#### Solutions: practical about data exploration ####


## Data loading

## We now dispose of the following tables, corresponding to the different steps of the pre-processing
# - rawValues: raw values
# - log2Values: log2-transformed values
# - log2Filtered: filtered out the undetected features
# - log2MedianCentered: median-based sample-wise centering
# - log2Standardized: median-based centering and IQR-based scaling
## We will have to choose the appropriate data types depending on our purposes

## Choose one data type and copy it to a variable named x
x <- log2Filtered

## Check the dimensions

dim(x)
names(x)
head(x)


# Histogram
hist(unlist(log2Filtered), breaks=100)

## If this si fine you can go to the next sections of this script

####  Compute feature-wise descriptive statistics #####

## Compute the mean of each feature

meanPerFt <- apply(X = x, MARGIN = 1, FUN = mean)
length(meanPerFt)

class(meanPerFt)
head(meanPerFt)
hist(meanPerFt, 
     breaks = 100, 
     main = paste(parameters$datatype, parameters$dataset, "\n", "mean per feature"), 
     xlab = "log2(values)")


varPerFt <- apply(X = x, MARGIN = 1, FUN = var)

## Mean-variance plot
plot(meanPerFt, varPerFt)

## Create a data frame with one row per feature and one column per statistics
featureStat <- data.frame(
  mean = apply(X = x, MARGIN = 1, FUN = mean),
  var = apply(X = x, MARGIN = 1, FUN = var)
)
featureStat$sd <- apply(X = x, MARGIN = 1, FUN = sd)

dim(featureStat)
names(featureStat)

head(featureStat)

## A vous de jouer : add columns to featureStat with the different statistics
## IQR(), min(), p05, p25, median(), p75, p95, max()

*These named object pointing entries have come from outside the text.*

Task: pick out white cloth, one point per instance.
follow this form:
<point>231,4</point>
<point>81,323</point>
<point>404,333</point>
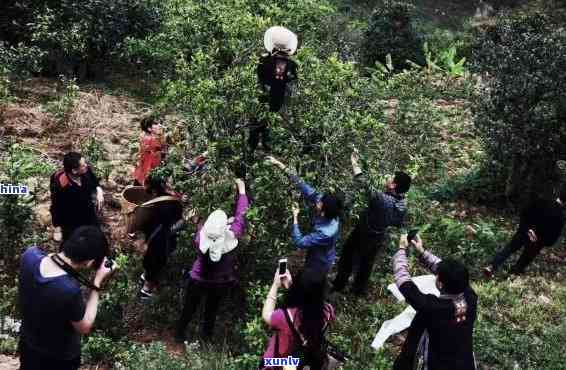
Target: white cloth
<point>427,285</point>
<point>216,236</point>
<point>280,38</point>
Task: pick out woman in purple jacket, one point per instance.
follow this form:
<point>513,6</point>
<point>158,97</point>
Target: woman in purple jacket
<point>213,272</point>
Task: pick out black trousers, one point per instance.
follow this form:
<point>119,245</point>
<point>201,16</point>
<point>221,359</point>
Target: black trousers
<point>33,360</point>
<point>194,293</point>
<point>530,251</point>
<point>360,244</point>
<point>67,230</point>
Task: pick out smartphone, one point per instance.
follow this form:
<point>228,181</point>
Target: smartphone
<point>282,266</point>
<point>412,234</point>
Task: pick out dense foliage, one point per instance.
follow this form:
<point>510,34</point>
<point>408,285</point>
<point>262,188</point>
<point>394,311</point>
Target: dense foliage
<point>392,31</point>
<point>520,110</point>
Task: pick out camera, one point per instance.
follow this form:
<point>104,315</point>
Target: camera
<point>412,235</point>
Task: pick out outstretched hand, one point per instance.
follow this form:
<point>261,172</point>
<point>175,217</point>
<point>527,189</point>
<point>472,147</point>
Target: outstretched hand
<point>284,280</point>
<point>241,185</point>
<point>355,159</point>
<point>296,210</point>
<point>417,243</point>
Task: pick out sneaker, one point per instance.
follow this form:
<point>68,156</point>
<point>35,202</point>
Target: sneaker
<point>488,272</point>
<point>145,294</point>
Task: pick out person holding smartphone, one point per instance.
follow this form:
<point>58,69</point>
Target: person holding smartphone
<point>541,225</point>
<point>54,314</point>
<point>306,309</point>
<point>441,334</point>
<point>214,270</point>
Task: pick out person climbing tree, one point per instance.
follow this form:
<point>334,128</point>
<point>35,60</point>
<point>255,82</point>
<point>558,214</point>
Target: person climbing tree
<point>275,71</point>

## Tip: compute the percentile with function quantile()

## I start again, in order to get the features in a meaningful order

## Estimator of central tendency
featureStat <- data.frame(
  mean = apply(X = x, MARGIN = 1, FUN = mean),
  median = apply(X = x, MARGIN = 1, FUN = median)
)

## Estimators of dispersion
featureStat$sd <- apply(X = x, MARGIN = 1, FUN = sd)
featureStat$IQR <- apply(X = x, MARGIN = 1, FUN = IQR)
featureStat$var <- apply(X = x, MARGIN = 1, FUN = var)

## Milestones percentiles
featureStat$min <- apply(X = x, MARGIN = 1, FUN = min)
featureStat$p05 <- apply(X = x, MARGIN = 1, FUN = quantile, prob = 0.05)
featureStat$p25 <- apply(X = x, MARGIN = 1, FUN = quantile, prob = 0.25)
featureStat$p75 <- apply(X = x, MARGIN = 1, FUN = quantile, prob = 0.75)
featureStat$p90 <- apply(X = x, MARGIN = 1, FUN = quantile, prob = 0.90)
featureStat$max <- apply(X = x, MARGIN = 1, FUN = max)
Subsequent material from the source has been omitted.